従って、従来より、切断端面を被覆保護するための各種の塗料が考案されている。特に、鏡保護用の塗料としては、これらの端面に対する付着性に優れたものが必要であるが、銀鏡面膜、銅保護膜、裏止め塗膜への付着性を重視すると、ガラス基板端面への付着性が劣り、逆にガラス基板端面への付着性を重視すると、銀鏡面膜、銅保護膜への付着性が劣ることとなり、これまで、付着性に優れた防腐食性鏡縁部保護効果を有する塗料は存在しなかった。
【0003】
【発明が解決しようとする課題】
従って、本発明は、鏡縁部全ての切断端面への付着性が向上した防腐食性鏡縁用塗料組成物及び該鏡縁用塗料組成物を切断端面に塗布した鏡を提供することを目的とする。
【0004】
【課題を解決するための手段】
本発明の鏡縁用塗料組成物は、ビスフェノール型エポキシ樹脂と、該ビスフェノール型エポキシ樹脂中のエポキシ基と反応性を有するアミノ基含有硬化剤、及びシランカップリング剤からなることを特徴とする。
【0005】
【発明の実施の形態】
以下、本発明について詳細に説明する。
まず、図面により本発明を説明すると、図1は、本発明に係る鏡の一具体例を示したものであり、1は、ガラス基板、2は、ガラス基板上に形成された銀鏡面膜、3は、銀鏡面膜2の化学的耐久性を高めるために銀鏡面上に形成された銅保護膜、4は、銀鏡面膜及び銅保護膜を保護し、更に、耐アルカリ性、耐酸性、耐久性を向上させるために銅保護膜上に形成された裏止め塗膜を示す。
上記した鏡において、銀鏡面膜としては、無電解メッキ法によりガラス基板面に膜状に析出させて形成される膜が通常使用されるが、必ずしもこれに限定されることはなく、真空蒸着法や、スパッター法、その他各種の被膜形成法により形成される銀膜も鏡面膜として使用できる。かかる銀鏡面膜は、鏡として要求される反射率が充分得られ、かつ耐久性に優れた銀鏡面膜が得られるように、例えば、0.5〜2g/m2 、好ましくは、0.8〜1.3g/m2 の膜厚が適当である。
【0006】
銅保護膜は、化学的に変質しやすい銀鏡面膜の化学的耐久性を高める保護膜として形成されるものであり、そのために、例えば、0.1〜1g/m2 、好ましくは、0.3〜0.6g/m2 の膜厚が適当である。

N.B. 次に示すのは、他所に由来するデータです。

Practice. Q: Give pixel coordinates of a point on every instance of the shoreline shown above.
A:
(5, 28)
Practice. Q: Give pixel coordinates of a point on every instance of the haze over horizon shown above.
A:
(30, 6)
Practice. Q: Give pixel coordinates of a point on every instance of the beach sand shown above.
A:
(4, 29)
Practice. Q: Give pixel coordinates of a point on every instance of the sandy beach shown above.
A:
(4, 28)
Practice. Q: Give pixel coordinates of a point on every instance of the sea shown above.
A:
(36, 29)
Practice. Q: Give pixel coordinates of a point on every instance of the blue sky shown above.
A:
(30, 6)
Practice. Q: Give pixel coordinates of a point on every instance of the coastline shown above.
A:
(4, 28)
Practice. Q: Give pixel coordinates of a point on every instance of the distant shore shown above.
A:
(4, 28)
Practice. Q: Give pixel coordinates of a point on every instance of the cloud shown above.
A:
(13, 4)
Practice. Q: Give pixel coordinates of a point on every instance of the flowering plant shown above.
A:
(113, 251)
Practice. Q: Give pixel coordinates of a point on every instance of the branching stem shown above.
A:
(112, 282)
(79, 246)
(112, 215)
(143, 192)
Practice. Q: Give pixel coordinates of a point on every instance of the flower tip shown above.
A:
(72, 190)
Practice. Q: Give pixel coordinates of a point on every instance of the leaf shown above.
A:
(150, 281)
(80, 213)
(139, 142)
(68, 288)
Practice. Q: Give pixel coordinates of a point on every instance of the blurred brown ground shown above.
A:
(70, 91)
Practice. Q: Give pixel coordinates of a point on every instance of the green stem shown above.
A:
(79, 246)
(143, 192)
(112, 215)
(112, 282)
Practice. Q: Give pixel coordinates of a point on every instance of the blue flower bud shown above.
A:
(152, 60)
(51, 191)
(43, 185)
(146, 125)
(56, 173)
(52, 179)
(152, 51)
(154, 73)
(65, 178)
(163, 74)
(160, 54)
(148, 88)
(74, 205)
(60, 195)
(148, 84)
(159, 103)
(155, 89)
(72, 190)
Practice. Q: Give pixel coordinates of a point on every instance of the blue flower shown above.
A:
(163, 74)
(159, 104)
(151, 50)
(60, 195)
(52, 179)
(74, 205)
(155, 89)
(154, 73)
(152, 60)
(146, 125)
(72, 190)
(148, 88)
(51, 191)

銀鏡面膜及び銅保護膜の形成された鏡の代表的な製造方法は、表面が平滑で、かつ表面欠点のないガラス板を用意し、このガラス板を充分に洗浄した後、銀鏡面膜の形成される面を活性化処理し、その表面に無電解メッキ法、例えば所謂銀鏡反応によって銀を析出する銀メッキ液をスプレーして銀鏡面膜を形成し、次いで銀鏡膜上に無電解メッキ法により銅メッキ液をスプレーして銅保護膜を形成し、次いで洗浄、乾燥する方法が挙げられるが、その他各種方法によっても製造することが出来る。
【0007】
本発明においては、上記銅保護膜上には、銀鏡面膜及び銅保護膜の耐アルカリ性、耐酸性、耐食性、機械的耐久性を高めるために、裏止め塗膜が形成される。裏止め塗膜としては、従来より公知の組成のものが適宜使用することができる。
裏止め塗膜の厚みは、例えば、50〜70μm 、好ましくは、55〜60μm であることが適当である。
本発明においては、図1で図示されるように、上記各塗膜の切断端面に対して、鏡縁用塗料組成物が適用される。
本発明の鏡縁用塗料組成物は、(1)ビスフェノール型エポキシ樹脂、(2)該ビスフェノール型エポキシ樹脂中のエポキシ基と反応するアミノ基含有硬化剤、及び(3)シランカップリング剤を含む。
【0008】
本発明で用いられるビスフェノール型エポキシ樹脂としては、例えば、エポキシ当量が、350〜5,000、好ましくは、400〜4,000の常温で固形である、ビスフェノール型エポキシ樹脂が好ましい。このようなビスフェノール型エポキシ樹脂としては、例えば、エピクロン4050や、エピクロン4055、エピクロン7050、エピクロン9055、ベッコゾールP−791−50[大日本インキ化学工業株式会社製商品名]、エピコート1004、エピコート1007、エピコート1009、エピコート1010[油化シェルエポキシ株式会社製商品名]等が、好ましく使用される。これらは一種もしくは二種以上の混合物として使用可能である。
【0009】
本発明で用いられるアミノ基含有硬化剤は、好ましくは、1分子中に、上記エポキシ樹脂中のエポキシ基と反応する活性水素基を有する少なくとも2個の窒素原子を有する硬化剤である。1つの窒素原子には、活性水素が少なくとも1つ存在することが必要である。1つの窒素原子に、2個の活性水素原子が存在してもよい。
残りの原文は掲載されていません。